L’Apogée à Courcheval, le Château Saint-Martin & Spa à Vence, les tables étoilées de la Côte d’Azur, les palaces de la Polynésie… Jérémy Del Val a multiplié les expériences les plus prestigieuses jusqu’à décrocher le titre de champion de France des desserts en 2014. Chef exécutif pâtissier chez Dalloyau depuis 2015, il enchante les gourmets avec des créations aussi délicieuses que raffinées. Parmi les plus récentes, on peut citer le Pirouette au praliné cacahuète associé à du miel de mille fleurs et du chocolat blond, ainsi que sa réinterprétation ingénieuse de l’Opéra, transformée en une irrésistible pâte à tartiner et réalisée en collaboration avec Confiture Parisienne. Interview.
La pâtisserie de Jérémy Del Val en une phrase ?
Une pâtisserie de goûts et de textures, basée sur la mise en avant de produits bien sourcés et de qualité. J’ai aussi une petite base toujours en tête : ajouter une touche d’épice ou d’aromate qui fait voyager…

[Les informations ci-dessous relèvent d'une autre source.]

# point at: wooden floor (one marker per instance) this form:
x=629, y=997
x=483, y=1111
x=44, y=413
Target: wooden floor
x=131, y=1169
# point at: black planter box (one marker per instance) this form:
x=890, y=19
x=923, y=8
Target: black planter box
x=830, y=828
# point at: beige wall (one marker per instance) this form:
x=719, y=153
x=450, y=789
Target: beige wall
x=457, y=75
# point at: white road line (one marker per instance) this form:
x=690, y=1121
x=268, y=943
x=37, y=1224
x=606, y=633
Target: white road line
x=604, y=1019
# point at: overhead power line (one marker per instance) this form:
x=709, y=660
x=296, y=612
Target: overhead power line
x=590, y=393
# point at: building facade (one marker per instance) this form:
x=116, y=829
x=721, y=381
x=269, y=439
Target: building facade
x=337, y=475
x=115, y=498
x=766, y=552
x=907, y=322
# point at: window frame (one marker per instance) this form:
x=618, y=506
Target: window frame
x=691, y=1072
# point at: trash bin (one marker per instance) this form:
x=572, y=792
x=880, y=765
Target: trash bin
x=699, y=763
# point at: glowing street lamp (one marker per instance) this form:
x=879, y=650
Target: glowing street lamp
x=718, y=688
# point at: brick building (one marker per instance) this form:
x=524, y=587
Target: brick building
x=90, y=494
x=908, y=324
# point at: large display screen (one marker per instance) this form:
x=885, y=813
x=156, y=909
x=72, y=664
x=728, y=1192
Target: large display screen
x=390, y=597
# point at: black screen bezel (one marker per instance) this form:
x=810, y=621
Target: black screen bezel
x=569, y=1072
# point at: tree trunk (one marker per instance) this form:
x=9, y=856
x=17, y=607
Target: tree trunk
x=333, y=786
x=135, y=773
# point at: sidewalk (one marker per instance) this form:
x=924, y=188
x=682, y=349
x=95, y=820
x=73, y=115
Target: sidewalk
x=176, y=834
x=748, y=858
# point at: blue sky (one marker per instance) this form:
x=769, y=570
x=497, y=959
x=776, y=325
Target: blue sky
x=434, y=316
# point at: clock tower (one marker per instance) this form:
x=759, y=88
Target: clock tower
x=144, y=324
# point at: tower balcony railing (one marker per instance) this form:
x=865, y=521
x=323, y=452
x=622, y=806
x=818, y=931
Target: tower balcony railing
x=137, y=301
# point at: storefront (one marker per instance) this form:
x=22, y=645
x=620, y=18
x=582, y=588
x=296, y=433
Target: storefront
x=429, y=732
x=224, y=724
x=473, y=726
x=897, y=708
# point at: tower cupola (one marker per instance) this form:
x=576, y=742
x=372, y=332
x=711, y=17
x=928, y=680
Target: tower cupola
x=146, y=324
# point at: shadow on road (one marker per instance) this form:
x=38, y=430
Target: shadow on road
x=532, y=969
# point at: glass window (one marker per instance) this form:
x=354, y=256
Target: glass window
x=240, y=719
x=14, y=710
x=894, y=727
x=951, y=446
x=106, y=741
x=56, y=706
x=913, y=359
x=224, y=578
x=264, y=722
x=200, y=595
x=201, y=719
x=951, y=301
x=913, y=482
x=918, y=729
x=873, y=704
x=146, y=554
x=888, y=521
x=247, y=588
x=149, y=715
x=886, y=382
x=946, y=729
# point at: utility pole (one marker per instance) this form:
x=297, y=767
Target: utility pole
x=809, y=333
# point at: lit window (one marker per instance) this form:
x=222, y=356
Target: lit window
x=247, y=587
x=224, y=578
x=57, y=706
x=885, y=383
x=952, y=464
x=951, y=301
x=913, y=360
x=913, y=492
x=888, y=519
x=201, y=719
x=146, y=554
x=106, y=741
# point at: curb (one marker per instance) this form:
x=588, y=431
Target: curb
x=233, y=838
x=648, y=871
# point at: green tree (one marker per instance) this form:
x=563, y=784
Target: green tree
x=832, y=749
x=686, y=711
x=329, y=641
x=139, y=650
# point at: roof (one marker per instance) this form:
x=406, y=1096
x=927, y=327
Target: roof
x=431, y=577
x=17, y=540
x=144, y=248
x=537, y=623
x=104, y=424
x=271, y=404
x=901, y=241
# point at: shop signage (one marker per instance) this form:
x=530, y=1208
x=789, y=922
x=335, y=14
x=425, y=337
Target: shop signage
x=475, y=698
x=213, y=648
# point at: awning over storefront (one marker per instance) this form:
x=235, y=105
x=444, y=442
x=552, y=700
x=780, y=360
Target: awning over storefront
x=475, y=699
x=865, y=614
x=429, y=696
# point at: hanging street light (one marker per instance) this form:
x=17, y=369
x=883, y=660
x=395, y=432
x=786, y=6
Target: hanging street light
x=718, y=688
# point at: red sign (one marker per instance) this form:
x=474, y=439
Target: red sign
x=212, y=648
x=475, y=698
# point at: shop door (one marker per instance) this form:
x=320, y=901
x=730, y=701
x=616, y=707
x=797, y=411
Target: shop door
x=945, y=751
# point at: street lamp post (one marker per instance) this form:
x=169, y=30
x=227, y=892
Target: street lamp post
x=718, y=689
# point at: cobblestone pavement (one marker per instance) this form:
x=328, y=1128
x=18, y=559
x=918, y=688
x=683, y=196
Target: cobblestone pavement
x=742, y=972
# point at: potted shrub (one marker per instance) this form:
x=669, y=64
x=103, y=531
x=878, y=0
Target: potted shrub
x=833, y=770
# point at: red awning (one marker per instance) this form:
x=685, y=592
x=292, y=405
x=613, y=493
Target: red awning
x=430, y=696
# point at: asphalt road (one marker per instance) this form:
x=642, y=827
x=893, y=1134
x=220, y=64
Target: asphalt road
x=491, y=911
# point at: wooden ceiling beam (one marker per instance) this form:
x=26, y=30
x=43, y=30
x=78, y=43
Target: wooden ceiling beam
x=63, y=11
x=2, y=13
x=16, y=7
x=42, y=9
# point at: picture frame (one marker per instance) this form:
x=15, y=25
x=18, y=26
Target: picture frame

Votre création signature ?
Ce serait le petit gâteau Hors-Piste, qui mêle le fruit exotique, l’avocat et la noix de coco. Je travaille depuis longtemps l’avocat qui est très souvent, en France, cantonné aux créations salées.
Votre ingrédient indispensable ?
La vanille, depuis toujours. Et j’ai encore plus aimé ce produit après avoir travaillé en Polynésie Française.
Votre gâteau préféré ?
L’éclair au café de manière générale et s’il faut choisir parmi mes créations, je dirais que c’est celle sur laquelle je travaille. C’est le challenge du nouveau projet, la tendresse de la nouvelle idée, la dernière création qu’on adore…
Votre association de saveurs fétiche ?
Cela dépend beaucoup des périodes. Souvent, je travaille avec un ingrédient et j’aime le tester avec des associations différentes. En ce moment, j’ai trouvé une super cacahuète aquitaine que j’ai décliné pour Dalloyau en une recette spéciale de macaron et un petit gâteau « Le Pirouette » : la cacahuète est déclinée sous toutes ses formes (biscuit, praliné, crémeux) et est associée à du miel de mille fleurs et du chocolat blond pour encore plus de gourmandise !

Une erreur à ne pas faire en pâtisserie ?
Vouloir aller trop vite. Au-delà de la précision, la pâtisserie a vraiment ce côté « temps long » qui nécessite des temps de repos, de l’attention, …
Votre plat préféré ?
Question très dure… J’aime beaucoup la cuisine du monde mais j’ai quand même un petit coup de cœur pour un bon steak tartare, un classique de brasserie parisienne qui peut, parfois, être un peu fou selon les recettes. Tout ce que j’aime !
La pâtisserie idéale selon vous ?
Une création qui crée une émotion. L’idée c’est d’aller chercher un souvenir, provoquer l’extase ou la surprise, faire vibrer et voyager !
Si vous n’étiez pas pâtissier ?
J’ai commencé par la cuisine, donc ce serait cuisinier. Mais en réalité la pâtisserie est bien plus qu’un métier pour moi donc il est difficile de me voir à une autre place aujourd’hui.
Votre plaisir coupable ?
Depuis toujours, les bonbons et les oursons en guimauve. Deux plaisirs coupable issus de mon enfance !
Le luxe pour vous ?
Avoir du temps et être au contact de la mer.
Parlez-nous de votre dernière création en collaboration avec Confiture Parisienne ?
Le créateur de L’Opéra, Cyriaque Gavillon, successeur de la famille Dalloyau, avait été visionnaire en créant ce gâteau en 1955 : il cassait déjà les codes. Alors aujourd’hui, l’idée pensée par Dalloyau et Confiture Parisienne était simple : lui rendre hommage et proposer un produit moderne, au goût inimitable et à la texture incomparable. On retrouve toutes les facettes du gâteau iconique, en un pot : le côté biscuité grâce à un praliné amande, une « purée » d’amandes torréfiées lentement, le café et bien-sûr le chocolat.